複雑・ファジー小説
- 「知恵と知識の鍵の騎士団」2章9 ( No.21 )
- 日時: 2017/07/02 21:02
- 名前: いずいず ◆91vP.mNE7s (ID: bs11P6Cd)
——ミスタ・ブラウン。ヴァリタ。
俺は遠ざかりそうになる意識のなか、いつの間にか仲間となった二人の名前を呼ぶ。
——ごめん、俺、マジで役立たずだ。息が苦しくて、あんたらがせっかく頑張ってくれたのに、シアーシャのこと守れない……。
ふと、気がついた。体が痛いのは鉄橋から飛び降りたせいだ。水面にぶち当たる前に恐怖から意識が飛んでいたのでそのあとどうなったのかわからない。
ただ、体が痛いだ息苦しいだいいながらも、こうやってだらだら考えを巡らせるぐらいには、俺、生きてる!?
両腕を立てて、勢いよく体を起こす。世界が真っ暗闇で、息苦しいはずだ。俺は、飛び込んだ川のどこかの岸に、うつぶせのまま引っかかっていたのだ。
「……マジかよ、生きてるぜ……って、シアーシャ!?」
はっとして自分の左側を見る。コートのベルトで手首を繋いだちいさなシアーシャが、同じようにうつぶせてそこにいた。早く仰向けてやらないと。そう思って手を伸ばそうとしたとき、
「——ぷはっ!」
突然手を突っ張るようにして彼女は起き上がった。
「……生きてたのか」
ほっとして彼女の頭を撫でようとしたら、ふたたび頭が下がり、顔が土の中にめり込む。
「シ、シアーシャ……?」
今度こそ、力尽きたのかもしれない。いや、生きているはずだ。でも……。考えまいとしても、最悪の事態が頭をよぎり、身動きが取れない。顔をあげてくれ、顔をあげてくれ、そう願いながら、うつぶせたシアーシャを眺めることしかできない。

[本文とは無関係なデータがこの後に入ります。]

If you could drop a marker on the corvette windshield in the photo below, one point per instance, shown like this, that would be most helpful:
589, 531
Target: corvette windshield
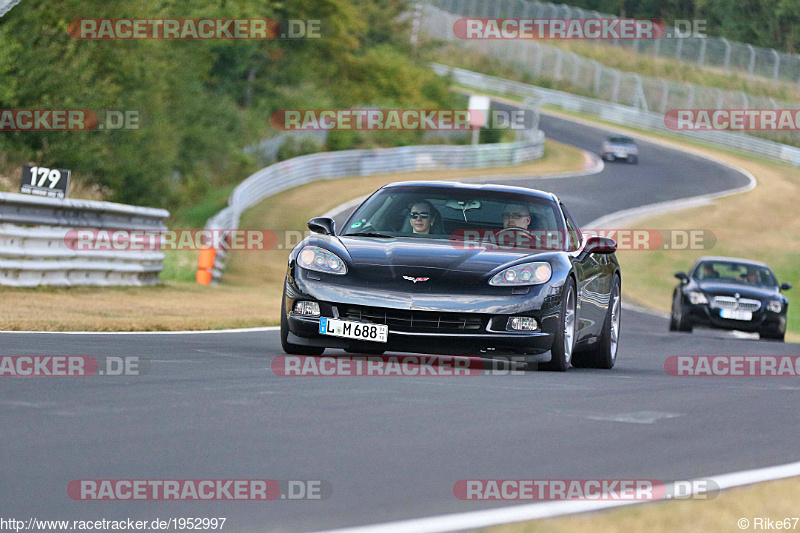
735, 272
456, 214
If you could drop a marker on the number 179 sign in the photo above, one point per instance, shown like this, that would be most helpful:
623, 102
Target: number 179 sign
43, 181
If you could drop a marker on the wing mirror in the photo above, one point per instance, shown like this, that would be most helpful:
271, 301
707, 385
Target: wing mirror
599, 245
323, 225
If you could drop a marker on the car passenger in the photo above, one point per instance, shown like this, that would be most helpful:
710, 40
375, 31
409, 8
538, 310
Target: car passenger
421, 216
516, 216
709, 272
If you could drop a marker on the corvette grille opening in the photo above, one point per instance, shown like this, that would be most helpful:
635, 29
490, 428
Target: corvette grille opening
416, 321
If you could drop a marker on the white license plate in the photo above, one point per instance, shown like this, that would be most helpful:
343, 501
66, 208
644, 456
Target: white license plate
353, 330
735, 314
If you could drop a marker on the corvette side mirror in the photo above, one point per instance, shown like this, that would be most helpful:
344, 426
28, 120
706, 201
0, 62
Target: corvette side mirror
323, 225
600, 245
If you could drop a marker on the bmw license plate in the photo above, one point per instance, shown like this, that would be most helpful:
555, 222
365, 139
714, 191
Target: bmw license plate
735, 314
353, 330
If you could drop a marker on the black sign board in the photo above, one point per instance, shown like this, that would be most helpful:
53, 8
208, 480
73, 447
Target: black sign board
43, 181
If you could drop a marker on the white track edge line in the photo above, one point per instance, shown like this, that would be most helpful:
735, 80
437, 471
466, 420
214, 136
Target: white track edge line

不安と恐怖が長く感じさせたのだろうが、実際は一分ぐらいたったころか。
「ぷはっ!」
また、彼女は起き上がった。よく見ると真っ赤な顔の中の琥珀色の瞳は、妙に生き生きしている。
——あれ、これ、子どものときによくやった、どっちが長く息を止めていられるかのやつだ。
人騒がせな。俺はまた顔を突っ込もうとするシアーシャを掴まえた。
「おいこら変な趣味に目覚めるなっ」
途端、楽しそうな声があがる。バタバタと手足を振り回して、きゃあきゃあと騒ぐ。その姿に、一瞬、現在置かれている境遇を忘れた。場違いなのは承知で、ほっとした。言葉を奪われ、考えることを教えられていないシアーシャだったが、ちゃんと笑えたんだ。
「……そうだよな。赤ちゃんだって、笑うくらいするもんな」
そう思ったらなぜか視界が滲んできた。
俺は役者だ。だから、一度舞台にあがってしまった以上、どんなトラブルが生じてもアドリヴで演じ切るしかない。
グリーンランドの男はバカでろくでなしだが、やるときはやるんだ畜生。